In Docker model its different:

Each container gets its own separate net namespace (by default), and Docker connects them using a bridge + veth pair model

                  Host Namespace
 ┌──────────────────────────────────────────────┐
                                               
                  docker0 (bridge)             
                 172.17.0.1/16                 
                                             
                                             
              vethA-host  vethB-host           
                                             
 └────────────────┼────────────┼────────────────┘
                              
                              
        ┌─────────────────┐  ┌─────────────────┐
         Container A        Container B     
         netns A            netns B         
         eth0: 172.17.0.2   eth0: 172.17.0.3
        └─────────────────┘  └─────────────────┘

You can force them to be in the same network namespace tho with the command:

docker run --network=container:<id>

CREATOR and JOINERS

We really gotta separate tasks going forward, some processes are creators, and some are joiners. We must be very clear when organizing the order of execution.

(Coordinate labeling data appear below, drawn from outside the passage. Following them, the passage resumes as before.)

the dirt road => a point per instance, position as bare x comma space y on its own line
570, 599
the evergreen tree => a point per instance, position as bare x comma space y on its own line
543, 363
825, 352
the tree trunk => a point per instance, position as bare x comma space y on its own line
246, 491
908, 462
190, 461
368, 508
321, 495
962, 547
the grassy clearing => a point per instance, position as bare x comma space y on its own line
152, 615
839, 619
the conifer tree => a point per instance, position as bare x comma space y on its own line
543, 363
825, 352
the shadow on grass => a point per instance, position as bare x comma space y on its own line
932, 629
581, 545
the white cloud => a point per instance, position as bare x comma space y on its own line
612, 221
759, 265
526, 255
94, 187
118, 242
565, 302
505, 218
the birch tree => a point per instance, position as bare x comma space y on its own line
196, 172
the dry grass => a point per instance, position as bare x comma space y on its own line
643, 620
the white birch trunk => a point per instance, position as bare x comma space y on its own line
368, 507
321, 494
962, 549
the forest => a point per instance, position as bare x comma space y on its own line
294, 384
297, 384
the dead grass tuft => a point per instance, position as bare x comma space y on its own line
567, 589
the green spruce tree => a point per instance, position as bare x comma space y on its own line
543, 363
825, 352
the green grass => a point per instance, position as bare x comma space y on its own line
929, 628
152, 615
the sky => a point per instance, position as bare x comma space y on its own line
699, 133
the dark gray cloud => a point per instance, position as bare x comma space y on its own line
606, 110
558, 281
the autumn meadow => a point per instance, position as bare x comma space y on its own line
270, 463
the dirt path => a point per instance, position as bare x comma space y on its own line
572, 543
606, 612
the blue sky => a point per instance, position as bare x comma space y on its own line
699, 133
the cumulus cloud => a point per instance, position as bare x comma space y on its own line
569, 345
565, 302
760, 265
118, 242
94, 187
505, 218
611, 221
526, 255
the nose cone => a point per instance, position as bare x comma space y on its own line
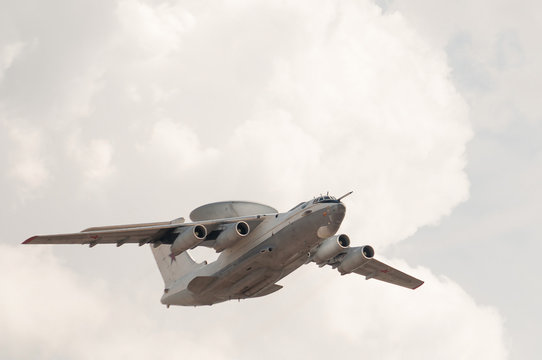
337, 214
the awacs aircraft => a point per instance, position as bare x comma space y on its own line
258, 246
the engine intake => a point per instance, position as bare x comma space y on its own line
355, 258
231, 234
330, 248
188, 238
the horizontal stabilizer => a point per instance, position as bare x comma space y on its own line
200, 283
374, 269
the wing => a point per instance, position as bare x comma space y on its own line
374, 269
360, 261
157, 233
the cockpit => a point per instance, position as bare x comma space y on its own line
325, 199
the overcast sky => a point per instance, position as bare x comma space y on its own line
137, 111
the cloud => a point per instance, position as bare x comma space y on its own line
8, 54
348, 315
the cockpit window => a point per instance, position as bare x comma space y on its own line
298, 205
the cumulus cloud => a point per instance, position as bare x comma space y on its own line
94, 157
272, 103
52, 303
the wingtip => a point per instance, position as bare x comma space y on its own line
29, 240
414, 288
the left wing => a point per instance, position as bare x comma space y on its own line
157, 233
360, 261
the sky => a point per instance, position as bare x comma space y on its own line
137, 111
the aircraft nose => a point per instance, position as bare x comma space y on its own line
339, 212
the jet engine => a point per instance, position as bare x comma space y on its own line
355, 258
231, 234
330, 248
188, 238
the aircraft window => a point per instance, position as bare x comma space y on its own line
324, 199
298, 205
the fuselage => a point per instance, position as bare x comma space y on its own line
280, 244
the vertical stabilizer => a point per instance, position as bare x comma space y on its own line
173, 269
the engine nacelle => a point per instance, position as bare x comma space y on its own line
355, 258
188, 238
231, 234
330, 248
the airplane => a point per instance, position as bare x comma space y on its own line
257, 247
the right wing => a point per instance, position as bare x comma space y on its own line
156, 233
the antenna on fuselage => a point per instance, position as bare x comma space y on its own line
345, 195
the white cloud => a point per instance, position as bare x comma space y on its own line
94, 158
27, 163
177, 147
8, 54
153, 30
346, 314
270, 103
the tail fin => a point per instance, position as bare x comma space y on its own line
173, 269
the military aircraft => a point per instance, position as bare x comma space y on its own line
258, 246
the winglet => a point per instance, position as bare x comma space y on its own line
29, 240
345, 195
414, 288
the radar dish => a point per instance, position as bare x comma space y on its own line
229, 209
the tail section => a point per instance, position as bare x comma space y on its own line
172, 269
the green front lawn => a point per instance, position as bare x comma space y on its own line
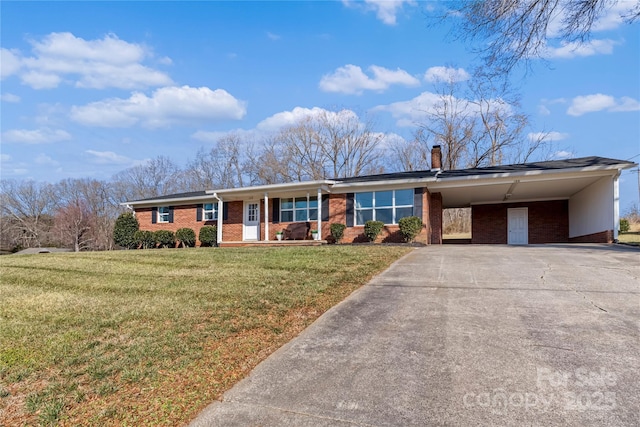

for the JOINER the setns() must happen before unshare(). BUT the creator of the namespace doesnt call setns() because it creates the namespace directly using clone() or unshare() with the appropriate CLONE_NEW flags.

Now about user namespaces… they require special clarification. User ID mappings (uid_map, gid_map) are only necessary when you create a new user namespace with clone(CLONE_NEWUSER) or unshare(CLONE_NEWUSER). The kernel starts that namespace with no ID mappings. Until mappings are written to /proc/<pid>/uid_map and /proc/<pid>/gid_map, the process effectively has no meaningful privilege translation. If you are merely joining an existing network namespace and not creating a new user namespace, you do not need to perform any UID/GID mapping.

File descriptor transfer design

As we said a namespace is entered via a file descriptor that references /proc/<pid>/ns/net. That FD must exist in the process that calls setns().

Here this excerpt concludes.